Our customers use us to replace their aging legacy signature-based intrusion detection/ protection systems (IDS/IPS). They select SSP for its high-fidelity detections, more complete detection of weak attack signals – such as beacons, homoglyphs, anomalous activity, encrypted traffic analysis, dramatically better data and context, and the ability to trigger an automated response.
Global Security Mag: This year the FIC will have AI as its theme, what are the main cyber threats that arise from it?
Éric Leblond: We see some of the most dangerous threats posed by AI falling into one of three main categories:
1. The more successful use of deep fakes in social engineering attacks. Social engineering - via phishing or live communications - is already an incredibly effective attack vector. Deep fakes created using AI will make it even more difficult to distinguish legitimate communications from malicious ones.
2. More successful attempts at bypassing security defenses. AI can be used to analyze and exploit weaknesses in security systems. For instance, an attacker might train an AI to identify patterns that trick facial recognition or spam filters.
3. AI can bring automation - and speed - to historically manual hacking tasks such as network scanning and launching denial-of-service attacks.
Global Security Mag: Have you or will you integrate AI technologies into your solutions?
Éric Leblond: Yes. The Stamus Security Platform currently incorporates AI and Machine learning for very specific detection algorithms. We plan to continue to enhance this capability in the coming year using a very unique approach in which we expose all the details behind the algorithm so the defender can easily understand why a particular detection event triggered. This transparent approach to machine learning and AI stands in stark contrast to most of today’s closed systems for which the reason behind the detection event is often a mystery.

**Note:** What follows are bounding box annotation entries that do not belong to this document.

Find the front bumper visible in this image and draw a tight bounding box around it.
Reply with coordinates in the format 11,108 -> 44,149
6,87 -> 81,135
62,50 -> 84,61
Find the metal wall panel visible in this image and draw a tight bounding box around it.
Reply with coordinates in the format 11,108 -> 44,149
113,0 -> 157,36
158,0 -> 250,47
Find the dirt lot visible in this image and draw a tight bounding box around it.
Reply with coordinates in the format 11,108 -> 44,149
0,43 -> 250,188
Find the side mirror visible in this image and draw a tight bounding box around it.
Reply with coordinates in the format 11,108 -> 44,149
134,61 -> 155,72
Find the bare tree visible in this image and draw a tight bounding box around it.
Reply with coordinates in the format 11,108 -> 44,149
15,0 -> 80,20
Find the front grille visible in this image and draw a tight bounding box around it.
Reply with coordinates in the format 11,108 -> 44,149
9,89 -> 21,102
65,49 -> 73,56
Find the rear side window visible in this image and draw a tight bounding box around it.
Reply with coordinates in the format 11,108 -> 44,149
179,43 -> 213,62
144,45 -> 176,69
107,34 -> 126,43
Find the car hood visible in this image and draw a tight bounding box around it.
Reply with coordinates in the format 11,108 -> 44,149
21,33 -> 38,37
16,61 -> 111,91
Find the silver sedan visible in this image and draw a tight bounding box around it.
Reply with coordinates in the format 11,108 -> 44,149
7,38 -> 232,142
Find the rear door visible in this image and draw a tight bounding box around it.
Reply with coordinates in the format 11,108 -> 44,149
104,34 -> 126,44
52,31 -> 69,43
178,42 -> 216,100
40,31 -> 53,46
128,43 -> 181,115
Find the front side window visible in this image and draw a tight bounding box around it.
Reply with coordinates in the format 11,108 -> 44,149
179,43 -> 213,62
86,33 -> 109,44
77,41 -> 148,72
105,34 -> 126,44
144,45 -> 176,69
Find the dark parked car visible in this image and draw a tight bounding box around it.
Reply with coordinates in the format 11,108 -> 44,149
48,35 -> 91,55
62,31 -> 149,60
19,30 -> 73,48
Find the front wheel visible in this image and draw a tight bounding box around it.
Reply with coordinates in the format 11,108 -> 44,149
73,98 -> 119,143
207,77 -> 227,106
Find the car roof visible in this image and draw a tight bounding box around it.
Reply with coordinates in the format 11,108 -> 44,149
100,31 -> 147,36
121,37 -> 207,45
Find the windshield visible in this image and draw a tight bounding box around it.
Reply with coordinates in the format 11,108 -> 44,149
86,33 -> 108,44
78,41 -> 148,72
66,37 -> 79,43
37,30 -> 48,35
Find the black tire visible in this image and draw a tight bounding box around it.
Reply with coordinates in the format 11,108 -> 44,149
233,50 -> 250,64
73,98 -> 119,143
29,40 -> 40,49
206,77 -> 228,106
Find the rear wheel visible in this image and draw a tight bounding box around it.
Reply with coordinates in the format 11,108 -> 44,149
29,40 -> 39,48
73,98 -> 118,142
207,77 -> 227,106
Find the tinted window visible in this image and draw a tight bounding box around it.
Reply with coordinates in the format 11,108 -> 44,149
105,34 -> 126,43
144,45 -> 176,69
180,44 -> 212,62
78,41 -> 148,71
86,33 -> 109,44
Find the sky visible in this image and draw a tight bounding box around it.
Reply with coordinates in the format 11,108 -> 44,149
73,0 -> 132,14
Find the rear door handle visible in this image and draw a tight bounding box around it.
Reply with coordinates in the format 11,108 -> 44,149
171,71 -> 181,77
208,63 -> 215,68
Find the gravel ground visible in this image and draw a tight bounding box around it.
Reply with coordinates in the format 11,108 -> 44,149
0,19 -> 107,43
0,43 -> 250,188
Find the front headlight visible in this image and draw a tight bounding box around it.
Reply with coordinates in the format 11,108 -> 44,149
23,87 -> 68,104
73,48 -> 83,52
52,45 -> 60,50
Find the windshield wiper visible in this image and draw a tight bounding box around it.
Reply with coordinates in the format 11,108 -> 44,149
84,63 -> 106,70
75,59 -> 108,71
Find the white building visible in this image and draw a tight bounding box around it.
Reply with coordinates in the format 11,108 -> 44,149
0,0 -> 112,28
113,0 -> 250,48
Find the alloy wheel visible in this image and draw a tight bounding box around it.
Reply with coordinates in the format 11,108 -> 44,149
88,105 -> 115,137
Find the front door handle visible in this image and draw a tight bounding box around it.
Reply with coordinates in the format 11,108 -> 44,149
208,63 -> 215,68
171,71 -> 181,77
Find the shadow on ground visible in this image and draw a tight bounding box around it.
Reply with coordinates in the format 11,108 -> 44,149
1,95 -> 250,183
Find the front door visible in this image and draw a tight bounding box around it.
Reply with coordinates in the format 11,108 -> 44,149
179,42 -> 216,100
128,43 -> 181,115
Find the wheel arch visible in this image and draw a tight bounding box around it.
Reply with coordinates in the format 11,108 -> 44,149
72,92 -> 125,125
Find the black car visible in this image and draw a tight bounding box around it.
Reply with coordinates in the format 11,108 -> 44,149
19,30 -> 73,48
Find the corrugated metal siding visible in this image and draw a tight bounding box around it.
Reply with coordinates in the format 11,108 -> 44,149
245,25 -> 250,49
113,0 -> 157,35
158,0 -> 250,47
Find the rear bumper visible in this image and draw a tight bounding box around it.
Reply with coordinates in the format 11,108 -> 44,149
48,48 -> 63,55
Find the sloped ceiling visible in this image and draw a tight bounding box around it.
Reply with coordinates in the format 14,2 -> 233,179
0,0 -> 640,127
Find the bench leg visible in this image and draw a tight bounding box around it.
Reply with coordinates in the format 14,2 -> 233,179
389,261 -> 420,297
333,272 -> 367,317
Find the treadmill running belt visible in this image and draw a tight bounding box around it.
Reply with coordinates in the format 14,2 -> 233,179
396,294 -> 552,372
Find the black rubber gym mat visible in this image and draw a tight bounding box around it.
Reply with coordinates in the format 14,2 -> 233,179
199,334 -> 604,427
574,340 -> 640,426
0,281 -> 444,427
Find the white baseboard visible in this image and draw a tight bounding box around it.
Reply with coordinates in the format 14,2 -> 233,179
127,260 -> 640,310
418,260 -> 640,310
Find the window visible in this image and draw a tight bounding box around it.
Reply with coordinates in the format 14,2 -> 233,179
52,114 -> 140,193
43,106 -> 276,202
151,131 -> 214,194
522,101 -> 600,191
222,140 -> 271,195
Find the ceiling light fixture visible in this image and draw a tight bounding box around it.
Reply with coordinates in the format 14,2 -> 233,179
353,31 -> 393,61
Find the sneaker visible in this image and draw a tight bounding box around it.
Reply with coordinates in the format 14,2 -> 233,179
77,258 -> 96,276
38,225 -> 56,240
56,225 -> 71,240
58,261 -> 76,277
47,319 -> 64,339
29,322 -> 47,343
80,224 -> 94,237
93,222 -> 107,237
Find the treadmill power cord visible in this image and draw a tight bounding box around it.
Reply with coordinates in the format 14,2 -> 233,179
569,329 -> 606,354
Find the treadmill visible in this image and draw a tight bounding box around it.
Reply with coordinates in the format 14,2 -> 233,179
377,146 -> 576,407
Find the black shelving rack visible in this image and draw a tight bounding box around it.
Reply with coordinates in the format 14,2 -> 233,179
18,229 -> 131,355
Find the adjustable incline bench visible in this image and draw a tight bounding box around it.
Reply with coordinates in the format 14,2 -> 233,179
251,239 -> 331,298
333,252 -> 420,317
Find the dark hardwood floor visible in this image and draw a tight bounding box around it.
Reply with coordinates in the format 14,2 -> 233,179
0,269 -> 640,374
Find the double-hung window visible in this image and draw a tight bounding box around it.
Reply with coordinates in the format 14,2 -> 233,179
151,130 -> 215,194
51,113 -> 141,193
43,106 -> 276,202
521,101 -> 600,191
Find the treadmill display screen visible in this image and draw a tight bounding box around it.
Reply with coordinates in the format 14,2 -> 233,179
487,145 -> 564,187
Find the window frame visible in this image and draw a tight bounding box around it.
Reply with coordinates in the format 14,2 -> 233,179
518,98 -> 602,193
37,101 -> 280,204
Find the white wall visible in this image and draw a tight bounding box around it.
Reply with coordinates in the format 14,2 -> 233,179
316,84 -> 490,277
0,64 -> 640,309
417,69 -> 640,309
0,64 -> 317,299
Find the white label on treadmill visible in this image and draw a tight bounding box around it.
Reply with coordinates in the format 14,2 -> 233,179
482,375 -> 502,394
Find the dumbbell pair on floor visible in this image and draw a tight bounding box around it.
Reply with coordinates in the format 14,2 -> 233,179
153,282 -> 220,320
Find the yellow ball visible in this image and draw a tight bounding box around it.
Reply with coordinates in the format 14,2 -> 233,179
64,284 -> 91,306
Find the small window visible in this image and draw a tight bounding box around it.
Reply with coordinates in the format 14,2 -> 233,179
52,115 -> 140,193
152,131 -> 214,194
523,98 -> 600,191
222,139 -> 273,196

AI and machine learning can be extremely useful for many specific use cases – such as anomaly detection and pattern recognition – but they are not always the best mechanisms for detecting all threats. That is why at Stamus Networks, we deploy a number of different detection technologies, applying the most effective of these for the particular problem we’re trying to solve.
Global Security Mag: How must technologies evolve to counter these threats?
Éric Leblond: This will not be a surprise to anyone in the security business, but those of use developing technologies to combat these threats must continuously evolve or risk becoming ineffective. The most crucial areas where the pace of innovation must accelerate are 1) detection of increasingly sophisticated attacks, 2) machine augmentation of human intelligence for incident response, and 3) reduction of alert volume to allow small security teams to focus only on the most serious and imminent threats.
Global Security Mag: What message do you want to send to CISOs?
Éric Leblond: If you are not currently deploying a modern network security solution, we encourage you to evaluate the modern network detection and response (NDR) solutions. Many organizations are relying exclusively on endpoint detection and response (EDR) systems. While these play a crucial role in safeguarding enterprise networks, relying on EDR alone can create many blind spots where serious threats can be missed.
For example, we are seeing a dramatic increase in attacks against non-traditional targets – systems that are not your standard computing platforms. These systems on which EDR agents cannot be installed include operational technology devices, network infrastructure devices, BYOD devices, Internet of things (IoT) devices and specialized equipment like medical systems.
By monitoring the network with an NDR, organizations can obtain the most complete visibility into serious threats and unauthorized activity lurking in the network, including these devices which cannot be monitored by EDR.
Gartner has written extensively about network detection and response (https://www.gartner.com/en/documents/4022229), and recognizes approximately 20 vendors who are innovating in this space (including Stamus Networks).
Even if you don’t look at Stamus Networks, we encourage you to look closely at the category.